Si quod vivo somnium, noli me exciere

somnium erat, simul exciebam ac terminavit

res potest somnium delere. Ergo, cur somnium delere rem non potuisset?

The last one should be (I'm not sure about the english, expecially about outta.  Can you rewrite it considering that non-stardard english is not allowed by forum moderators?)

Ride. Id expellet merdaceus homines (Litterally: smile. It will drive s**t people away)


----------



## ~ceLine~

Thank You!!


----------



## wonderment

~ceLine~ said:


> _Hey can you translate them into Latin please?
> Hi there, could you please translate these into Latin?
> _
> _*If what I live is a dream, don't awake me up never (please) .!
> If life is a dream, please don't ever wake me!
> 
> *It was a dream, I awoke up and it became to the end/it finished.
> It was a dream; I woke up and the dream ended.
> 
> *Reality can destroy the dream; why shouldn't the dream destroy reality?
> 
> *Smile--it scares the sh*t outta out of people._





Kuestenwache said:


> cum somnium est vivo, numquam me excita!
> 
> somnium erat, excitabam at finibatur
> 
> Subride. Omnes horret terret.
> Smile--it scares the sh*t out of people.





PacoBajito said:


> Si quod vivo somnium, noli me exciere.
> If life is a dream, please don't ever wake me!
> 
> Somnium erat, simul exciebam ac terminavit.
> It was a dream; I woke up and the dream ended.
> 
> Res potest somnium delere. Ergo, cur somnium delere rem non potuisset?
> Reality can destroy the dream; why shouldn't the dream destroy reality?



PacoBajito, if you don't mark the incorrect sentences, how will people know that they made mistakes?


----------



## PacoBajito

wonderment said:


> PacoBajito, if you don't mark the incorrect sentences, how will people know that they made mistakes?
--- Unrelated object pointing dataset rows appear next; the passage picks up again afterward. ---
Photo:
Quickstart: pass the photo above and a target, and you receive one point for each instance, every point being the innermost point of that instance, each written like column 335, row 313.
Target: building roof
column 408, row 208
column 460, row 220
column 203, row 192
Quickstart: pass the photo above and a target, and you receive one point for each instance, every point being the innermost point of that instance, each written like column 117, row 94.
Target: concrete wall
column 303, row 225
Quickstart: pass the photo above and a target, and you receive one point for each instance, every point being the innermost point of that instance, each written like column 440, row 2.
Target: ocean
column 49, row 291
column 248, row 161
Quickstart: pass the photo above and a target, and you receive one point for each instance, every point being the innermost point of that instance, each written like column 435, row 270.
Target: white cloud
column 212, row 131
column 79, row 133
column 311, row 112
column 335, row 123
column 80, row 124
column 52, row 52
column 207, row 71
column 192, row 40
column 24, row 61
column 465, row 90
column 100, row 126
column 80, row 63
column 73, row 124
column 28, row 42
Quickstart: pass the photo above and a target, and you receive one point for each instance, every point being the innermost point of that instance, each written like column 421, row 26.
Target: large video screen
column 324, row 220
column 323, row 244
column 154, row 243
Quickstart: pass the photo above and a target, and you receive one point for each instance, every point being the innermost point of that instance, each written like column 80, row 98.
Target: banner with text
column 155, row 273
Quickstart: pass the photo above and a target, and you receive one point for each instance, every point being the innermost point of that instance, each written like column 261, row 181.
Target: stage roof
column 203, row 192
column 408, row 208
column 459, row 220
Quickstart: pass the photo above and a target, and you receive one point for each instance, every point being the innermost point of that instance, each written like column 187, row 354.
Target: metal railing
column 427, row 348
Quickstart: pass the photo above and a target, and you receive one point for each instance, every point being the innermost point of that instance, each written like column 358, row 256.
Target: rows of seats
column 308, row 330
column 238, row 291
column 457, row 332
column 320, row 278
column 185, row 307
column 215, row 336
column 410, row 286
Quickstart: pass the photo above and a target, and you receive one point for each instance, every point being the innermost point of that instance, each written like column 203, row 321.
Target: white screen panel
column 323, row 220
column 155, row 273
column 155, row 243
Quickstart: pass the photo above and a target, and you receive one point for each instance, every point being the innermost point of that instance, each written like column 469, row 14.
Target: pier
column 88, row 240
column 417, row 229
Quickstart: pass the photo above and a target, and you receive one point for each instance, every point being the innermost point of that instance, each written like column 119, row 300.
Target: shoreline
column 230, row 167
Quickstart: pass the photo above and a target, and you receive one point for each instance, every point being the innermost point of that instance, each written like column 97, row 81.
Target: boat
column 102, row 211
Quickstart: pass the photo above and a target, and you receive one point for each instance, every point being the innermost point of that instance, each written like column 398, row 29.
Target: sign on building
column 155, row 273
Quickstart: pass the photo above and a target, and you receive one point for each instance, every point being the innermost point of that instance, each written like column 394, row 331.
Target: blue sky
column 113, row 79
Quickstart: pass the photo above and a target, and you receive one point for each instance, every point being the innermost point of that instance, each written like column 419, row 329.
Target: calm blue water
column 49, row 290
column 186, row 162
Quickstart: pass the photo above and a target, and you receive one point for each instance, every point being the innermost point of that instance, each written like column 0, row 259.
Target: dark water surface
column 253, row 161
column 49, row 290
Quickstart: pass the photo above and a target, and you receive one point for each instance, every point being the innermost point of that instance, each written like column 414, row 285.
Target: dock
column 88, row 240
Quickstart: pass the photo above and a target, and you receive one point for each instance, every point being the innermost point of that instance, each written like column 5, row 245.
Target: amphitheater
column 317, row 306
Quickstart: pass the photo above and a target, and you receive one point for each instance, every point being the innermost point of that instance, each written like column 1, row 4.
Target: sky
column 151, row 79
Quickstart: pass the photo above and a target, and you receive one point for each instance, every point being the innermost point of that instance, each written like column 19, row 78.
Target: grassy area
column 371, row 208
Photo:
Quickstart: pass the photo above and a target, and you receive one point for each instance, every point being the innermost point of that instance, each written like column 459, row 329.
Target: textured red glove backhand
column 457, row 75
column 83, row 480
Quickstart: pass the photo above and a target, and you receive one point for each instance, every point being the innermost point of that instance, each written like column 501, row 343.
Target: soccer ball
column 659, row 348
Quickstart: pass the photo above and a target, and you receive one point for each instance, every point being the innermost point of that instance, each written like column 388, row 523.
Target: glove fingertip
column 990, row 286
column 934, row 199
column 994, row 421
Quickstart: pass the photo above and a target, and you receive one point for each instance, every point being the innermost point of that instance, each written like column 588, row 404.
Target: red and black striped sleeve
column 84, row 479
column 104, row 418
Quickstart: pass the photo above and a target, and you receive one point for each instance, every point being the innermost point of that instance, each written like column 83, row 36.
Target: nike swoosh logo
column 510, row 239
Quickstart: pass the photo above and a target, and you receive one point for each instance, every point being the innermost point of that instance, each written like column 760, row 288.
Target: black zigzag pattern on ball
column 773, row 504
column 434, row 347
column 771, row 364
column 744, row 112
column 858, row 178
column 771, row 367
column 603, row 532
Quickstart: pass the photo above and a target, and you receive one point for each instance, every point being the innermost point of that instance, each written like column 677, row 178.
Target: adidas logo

It just seemed a bit rude to me, even if they were actually very incorrect


----------



## ~ceLine~

Thaaank youuu!! 

.. and a last question .. How to say "please" in Latin?


----------



## PacoBajito

It dipends. I need the context.

Thanks is "tibi gratias ago" litteraly "to you thanks I give"


----------



## ~ceLine~

Tibi gratias ago! =)


----------